Licensure and Insurance is somewhat difficult to navigate. If you are doing volume you may find it cost effective to obtain the necessary Training, Licensing and Insurance to complete the requirements of the PA AOS Contract contingencies.

http://www.parealtor.org/content/AssetMgmt/Standard%20Forms/PDFs/AS-R.pdf

Call me if you need more info…

Warning: Off Topic.

Don’t need to call you, would like to attend one of the chapter meetings, since I can’t find an active chapter covering the Bethlehem area.

Warning: Back on topic.

I understand the business requirements to meet the qualifications deemed necessary by realtors/buyers/sellers to complete a sales agreement. But, there is always a big butt, the OP seems to suggest that this isn’t professional private parties coming to agreements, but big brother imposing what they think is necessary.

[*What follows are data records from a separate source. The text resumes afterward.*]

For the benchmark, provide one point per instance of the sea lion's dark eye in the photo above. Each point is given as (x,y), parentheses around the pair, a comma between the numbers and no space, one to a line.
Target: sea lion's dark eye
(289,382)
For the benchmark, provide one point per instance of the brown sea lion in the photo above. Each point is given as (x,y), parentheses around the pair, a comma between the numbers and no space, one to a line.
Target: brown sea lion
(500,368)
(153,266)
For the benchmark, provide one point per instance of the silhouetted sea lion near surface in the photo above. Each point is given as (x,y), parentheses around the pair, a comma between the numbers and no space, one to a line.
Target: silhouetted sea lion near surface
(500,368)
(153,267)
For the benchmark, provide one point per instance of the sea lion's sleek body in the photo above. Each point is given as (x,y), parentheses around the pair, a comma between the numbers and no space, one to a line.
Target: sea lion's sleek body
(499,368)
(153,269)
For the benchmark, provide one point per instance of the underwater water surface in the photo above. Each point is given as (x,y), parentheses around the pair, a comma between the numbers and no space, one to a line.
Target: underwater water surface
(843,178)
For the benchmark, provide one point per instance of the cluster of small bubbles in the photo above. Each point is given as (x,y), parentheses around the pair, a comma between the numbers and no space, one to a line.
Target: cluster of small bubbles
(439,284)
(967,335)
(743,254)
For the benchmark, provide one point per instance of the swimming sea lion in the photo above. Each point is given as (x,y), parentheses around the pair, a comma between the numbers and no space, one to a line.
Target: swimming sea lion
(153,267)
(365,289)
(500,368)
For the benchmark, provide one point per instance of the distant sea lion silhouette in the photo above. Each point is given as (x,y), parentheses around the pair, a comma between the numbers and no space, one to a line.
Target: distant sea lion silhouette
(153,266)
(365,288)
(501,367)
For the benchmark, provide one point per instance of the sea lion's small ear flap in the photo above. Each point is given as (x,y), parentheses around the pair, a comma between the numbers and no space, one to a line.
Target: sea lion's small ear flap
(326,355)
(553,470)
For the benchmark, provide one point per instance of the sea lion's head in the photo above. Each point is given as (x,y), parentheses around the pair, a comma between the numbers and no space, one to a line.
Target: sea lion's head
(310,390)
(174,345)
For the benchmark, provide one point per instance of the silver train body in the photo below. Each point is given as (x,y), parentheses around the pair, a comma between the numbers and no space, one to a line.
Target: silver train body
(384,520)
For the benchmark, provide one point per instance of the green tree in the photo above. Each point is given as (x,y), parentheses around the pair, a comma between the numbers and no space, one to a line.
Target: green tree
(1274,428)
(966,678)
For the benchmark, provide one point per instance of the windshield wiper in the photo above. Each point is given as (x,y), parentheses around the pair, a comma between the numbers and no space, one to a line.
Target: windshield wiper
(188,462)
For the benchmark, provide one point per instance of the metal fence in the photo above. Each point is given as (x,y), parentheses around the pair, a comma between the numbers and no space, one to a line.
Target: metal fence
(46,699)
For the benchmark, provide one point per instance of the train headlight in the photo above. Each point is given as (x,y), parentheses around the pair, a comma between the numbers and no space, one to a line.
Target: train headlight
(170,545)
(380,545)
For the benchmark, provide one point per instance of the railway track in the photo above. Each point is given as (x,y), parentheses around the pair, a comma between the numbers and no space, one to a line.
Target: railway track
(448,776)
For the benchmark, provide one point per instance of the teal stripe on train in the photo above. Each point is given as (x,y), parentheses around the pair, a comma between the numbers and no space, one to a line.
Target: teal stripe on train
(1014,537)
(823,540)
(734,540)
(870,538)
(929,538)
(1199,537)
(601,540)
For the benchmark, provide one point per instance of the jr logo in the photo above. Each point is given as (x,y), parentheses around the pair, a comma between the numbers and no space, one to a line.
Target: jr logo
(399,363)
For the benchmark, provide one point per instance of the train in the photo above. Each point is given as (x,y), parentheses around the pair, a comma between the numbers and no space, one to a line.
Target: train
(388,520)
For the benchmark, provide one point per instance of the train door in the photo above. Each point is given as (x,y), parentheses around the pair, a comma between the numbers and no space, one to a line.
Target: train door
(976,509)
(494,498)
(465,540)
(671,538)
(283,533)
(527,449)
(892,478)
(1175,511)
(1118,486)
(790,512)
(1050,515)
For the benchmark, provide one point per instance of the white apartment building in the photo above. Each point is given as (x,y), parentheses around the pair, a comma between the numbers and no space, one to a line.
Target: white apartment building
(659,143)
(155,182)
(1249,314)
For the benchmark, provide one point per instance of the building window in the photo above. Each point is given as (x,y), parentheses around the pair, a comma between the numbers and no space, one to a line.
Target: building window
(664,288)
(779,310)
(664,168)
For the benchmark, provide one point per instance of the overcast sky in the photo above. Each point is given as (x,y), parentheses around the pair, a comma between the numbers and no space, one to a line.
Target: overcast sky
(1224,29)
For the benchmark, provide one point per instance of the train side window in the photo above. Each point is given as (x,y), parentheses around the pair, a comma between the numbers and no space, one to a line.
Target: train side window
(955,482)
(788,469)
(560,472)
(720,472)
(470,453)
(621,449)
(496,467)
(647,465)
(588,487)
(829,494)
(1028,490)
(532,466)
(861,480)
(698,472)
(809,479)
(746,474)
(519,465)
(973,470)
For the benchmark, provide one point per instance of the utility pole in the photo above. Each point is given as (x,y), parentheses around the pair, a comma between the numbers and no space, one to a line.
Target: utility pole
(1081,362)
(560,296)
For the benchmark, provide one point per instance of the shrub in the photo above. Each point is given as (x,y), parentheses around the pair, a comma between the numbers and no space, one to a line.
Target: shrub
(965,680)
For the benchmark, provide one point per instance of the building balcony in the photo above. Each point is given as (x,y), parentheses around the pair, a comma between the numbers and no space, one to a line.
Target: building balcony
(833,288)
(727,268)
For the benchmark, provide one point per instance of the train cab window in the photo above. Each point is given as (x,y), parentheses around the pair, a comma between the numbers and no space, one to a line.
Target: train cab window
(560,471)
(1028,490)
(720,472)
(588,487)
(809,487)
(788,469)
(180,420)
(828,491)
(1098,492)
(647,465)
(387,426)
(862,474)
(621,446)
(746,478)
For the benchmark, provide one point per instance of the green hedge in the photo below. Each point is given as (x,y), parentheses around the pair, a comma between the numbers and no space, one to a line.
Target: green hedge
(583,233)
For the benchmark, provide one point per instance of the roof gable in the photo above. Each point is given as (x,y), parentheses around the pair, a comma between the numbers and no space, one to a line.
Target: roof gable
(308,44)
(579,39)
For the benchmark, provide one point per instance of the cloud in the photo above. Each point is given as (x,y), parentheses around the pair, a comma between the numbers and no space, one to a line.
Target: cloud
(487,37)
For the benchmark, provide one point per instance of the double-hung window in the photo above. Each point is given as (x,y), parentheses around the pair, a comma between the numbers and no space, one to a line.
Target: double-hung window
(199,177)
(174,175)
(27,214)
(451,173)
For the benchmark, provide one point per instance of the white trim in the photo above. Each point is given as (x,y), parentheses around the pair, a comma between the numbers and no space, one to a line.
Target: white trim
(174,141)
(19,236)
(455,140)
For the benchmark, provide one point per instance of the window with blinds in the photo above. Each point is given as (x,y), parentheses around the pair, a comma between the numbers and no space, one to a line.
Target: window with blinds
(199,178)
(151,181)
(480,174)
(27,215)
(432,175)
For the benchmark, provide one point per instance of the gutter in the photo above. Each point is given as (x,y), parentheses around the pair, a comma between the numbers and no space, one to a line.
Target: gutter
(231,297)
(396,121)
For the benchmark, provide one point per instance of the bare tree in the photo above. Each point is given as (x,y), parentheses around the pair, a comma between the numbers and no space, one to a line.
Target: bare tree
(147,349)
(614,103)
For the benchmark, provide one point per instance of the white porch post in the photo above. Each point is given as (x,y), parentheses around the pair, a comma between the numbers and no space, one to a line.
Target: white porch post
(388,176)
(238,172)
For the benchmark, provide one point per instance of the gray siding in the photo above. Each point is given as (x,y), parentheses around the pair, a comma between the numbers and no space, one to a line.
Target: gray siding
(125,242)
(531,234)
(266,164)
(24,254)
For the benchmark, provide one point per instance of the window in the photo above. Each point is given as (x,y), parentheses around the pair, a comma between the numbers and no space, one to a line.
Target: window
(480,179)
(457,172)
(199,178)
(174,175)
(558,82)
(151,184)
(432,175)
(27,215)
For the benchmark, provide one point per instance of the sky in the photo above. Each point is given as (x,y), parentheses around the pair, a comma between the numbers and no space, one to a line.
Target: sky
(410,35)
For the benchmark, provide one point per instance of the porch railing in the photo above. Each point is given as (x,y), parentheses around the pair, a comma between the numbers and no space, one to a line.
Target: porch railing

As for the SOP, well it is public information that NACHI’s SOP doesn’t supercede local laws.

tom

I think that now would be the ideal time to act in order to correct this idiotic application of a law that has been used as an attempt to control home inspectors in an unlicensed state.

The Washington legislature has spoken. A very popular senator with a widely advertised campaign to legislate home inspectors was told…simply…“no”. Included in this bill was language that presently exists to govern SPIs - which was also defeated. It is clear to me that the Washington legislature does not intend for its home inspectors to fall under these ridiculous restrictive conditions that has been so creatively interpretted by an unelected official in an administrative department.

Perhaps Nick and Joe F. can put together some kind of high profile NACHI position on it that can force the hand of the legislature to formally disavow it.

Yes, anytime the WSDA tries to apply the laws in Washington to home inspectors, it is blatantly obvious that the laws they cite apply specifically to Structural Pest Inspectors performing inspections for the express purpose of inspecting for WDO’s as a part of a real estate transaction. How they think they can stretch that to apply to home inspectors inspecting all aspects of a home as a generalist as a part of a real estate transaction is mind boggling.

The only time these laws should come into play is when a Structural Pest Inspector advertises his or her services without obtaining the proper license and financial coverage.